Apretó mi mano e intentó consolarme: —tu trabajo vale como cualquiera, Marti, pero el mercado laboral se maneja por la oferta y la demanda. Tengo entendido que hay mucha desocupación en este país y por eso los sueldos son bajos.
—¿Les pagás bien a tus empleados? —disparé.
—Estimo que sí —sonrió—. Podés preguntarles cuando los veas.

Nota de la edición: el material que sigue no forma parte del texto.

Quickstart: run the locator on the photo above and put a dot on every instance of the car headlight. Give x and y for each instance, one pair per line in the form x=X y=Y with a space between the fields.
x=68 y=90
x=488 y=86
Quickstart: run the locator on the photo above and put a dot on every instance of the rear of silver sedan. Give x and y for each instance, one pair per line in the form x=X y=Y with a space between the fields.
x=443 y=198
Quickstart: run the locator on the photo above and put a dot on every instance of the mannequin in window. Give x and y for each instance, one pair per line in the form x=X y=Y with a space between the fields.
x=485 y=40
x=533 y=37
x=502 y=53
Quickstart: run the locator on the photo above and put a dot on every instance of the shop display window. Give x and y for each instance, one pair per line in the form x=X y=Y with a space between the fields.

—Bueno, dejemos el tema. Ya se me pasó —dije para tranquilizarlo—. Si me soltás la mano, voy a poder tomar mi café.
Se largó a reír y me liberó. Nos comimos las medialunas y retomamos el viaje. El silencio inicial fue reemplazado por una charla intimista adonde cada cual se apropió de las vicisitudes y logros del otro. Al confiarle mi historia me hice cargo del precio que tuve que pagar por mi independencia, cuya resultante fue renunciar a una carrera que me prometería un futuro mejor. Sentí que no me arrepentía de esa decisión y me animé a pensar que aún estaba en condiciones de encarar un proyecto de estudio. Guillermo, contradiciendo mis prejuicios, no se vanaglorió de su fama ni prosperidad. El hombre sensible que se expuso a mi reconocimiento privilegió los afectos sobre el trabajo. Habló del apoyo de sus padres y hermana, de la satisfacción por ver que Sami encauzaba su vida, del aprecio que sentía por su cuñado, de la lealtad de sus empleados, de los amigos que había hecho a lo largo de los años. Un nuevo individuo desvanecía la imagen del gurka y se revelaba a mi conciencia como una figura inquietante. Tenía más de caballero andante que de sicario. ¿Habría yo contribuido a su transformación esa lejana noche del cumpleaños?
Antes del mediodía, estacionó el vehículo delante de una casa de dos plantas rodeada por una verja blanca.
—Llegamos, milady —me anunció.
Lo tomé del brazo y me enfrenté con su mirada interrogante: —Hagamos un trato —le dije—. Yo no te llamo más gurka ni vos a mí milady.
Me contempló casi con pena. Acarició mi rostro con suavidad y asintió: —De acuerdo. Pero no te enojes si en alguna ocasión se me olvida.